One of the most indidious and least understood biases in senior care is the expectation/pressure on adult children. Caregivers have to learn that the sweet/frail/grumpy/funny person who they see and help right now had a life that we know nothing about. It is not our place to judge family members for what they do, or do not do.
I love this post, Maria; it is an excellent teaching moment.
I think of that when I’m at the Mansion Jeanne. I never wonder why some people never have visitors. It also allows me to be there for them in a way them in a way their family can’t.
Time will help. I am 80. My large family abandoned myself and my sister when I was 17, sister 12. We became emancipated, but it was not called that then. Orphans. Nine aunts and uncles on my mother’s side, same on my father’s side, mostly all affluent. They could have helped but were to stingy. Mentally I took a giant imaginary pair of scissors and cut them out of my life. I became the black sheep of the family. I have no guilt whatsoever. A very generous family took us in and gave us love and support. We were lucky. Dysfunctional family can really mess you up if you let them. My advise is move on and do not look back. No guilt! Just get up every morning and make something. Kiss Jon for me. I love you both. From one fiber artist to another, lone Ruth
Ah Ruth, you made me cry. What a story. I love your courage and strength.

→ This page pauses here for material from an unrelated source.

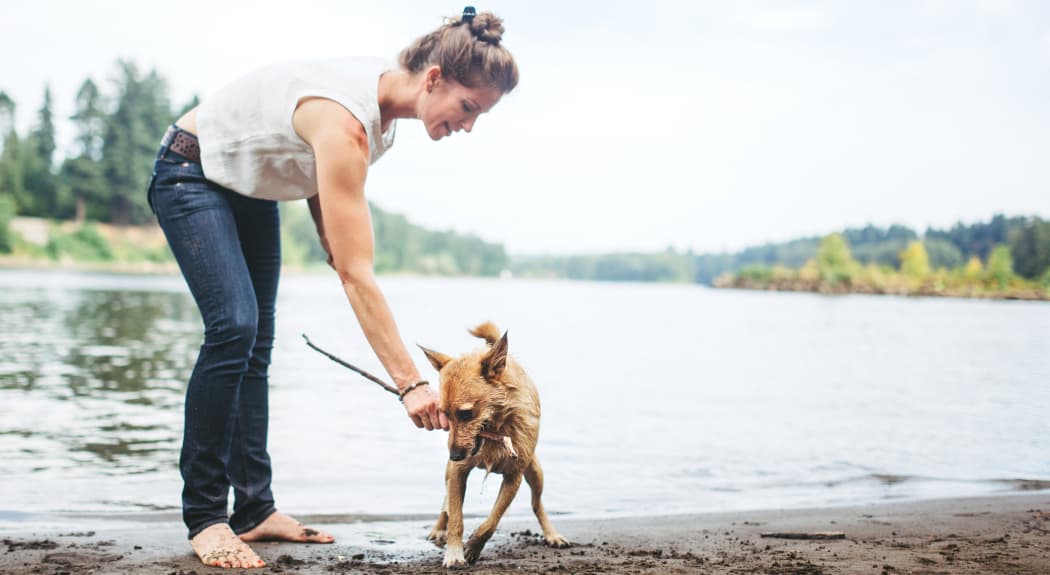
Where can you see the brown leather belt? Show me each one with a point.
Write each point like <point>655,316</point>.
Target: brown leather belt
<point>183,143</point>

I so appreciate your courage in sharing this, Maria. Speaking the truth can be the hardest thing of all. But, like they say, it can set you free.

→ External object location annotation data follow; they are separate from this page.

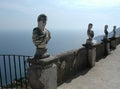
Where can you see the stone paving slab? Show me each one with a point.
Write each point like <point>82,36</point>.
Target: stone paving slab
<point>105,74</point>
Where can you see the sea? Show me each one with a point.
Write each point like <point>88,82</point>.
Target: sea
<point>19,42</point>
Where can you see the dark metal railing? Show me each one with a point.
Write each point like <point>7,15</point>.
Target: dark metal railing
<point>13,71</point>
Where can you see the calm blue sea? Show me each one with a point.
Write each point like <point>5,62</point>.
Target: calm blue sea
<point>20,42</point>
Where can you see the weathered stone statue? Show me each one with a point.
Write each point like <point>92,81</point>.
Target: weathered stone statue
<point>114,31</point>
<point>106,41</point>
<point>105,31</point>
<point>40,37</point>
<point>90,34</point>
<point>91,51</point>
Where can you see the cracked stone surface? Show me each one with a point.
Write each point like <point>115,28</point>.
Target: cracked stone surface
<point>104,75</point>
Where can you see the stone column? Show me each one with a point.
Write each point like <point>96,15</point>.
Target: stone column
<point>42,76</point>
<point>106,46</point>
<point>91,53</point>
<point>113,43</point>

I grew up in a “happy” family, except my mom was never happy, and we kids were led to believe it was our fault. Now my mom is 92 and suffers from dementia. It’s hard to see her like that, but it’s also a relief to be free of her future judgment (I don’t think I will ever be able to extricate myself from the weight of her past judgments).
I know it may feel selfish to make a commitment to care for yourself, but realistically, it’s the only thing you can do. I salute your honesty. Thanks again for sharing.
Thanks for your story Linda and your truth.
Our first responsibility is to take care of ourselves lovingly.
End of life for parents hits everyone hard. No matter what you do, or don’t do, there is guilt. It’s an uncharted land and we only get to drive it once trying to learn it without a map. There’s bound to be bumps.
It is so true Margaret.
Thanks Maria. I feel there is so much benefit in sharing our stories, coming out of hiding as you’ve bravely done here. I think there are more of us out there than we realize. I too made a conscious decision years ago to disengage from all my family for similar reasons. I also experience dissociation, but do find it happens less frequently and for shorter periods now than it used to. Glad you’re on the other side of it now. Be well.
I’m glad your doing so well too Cori.
My heart goes out to you as you work through this. I saw a lot of myself and my family in your story. I’m still in touch with some of them, but not closely. Sometimes it feels like avoidance, and I feel guilty. Sometimes it feels like I’m preserving my health. I’m glad you are taking care of yourself, and I’m glad you came out of hiding to share.
I know just how you feel Christy. Do take care of yourself.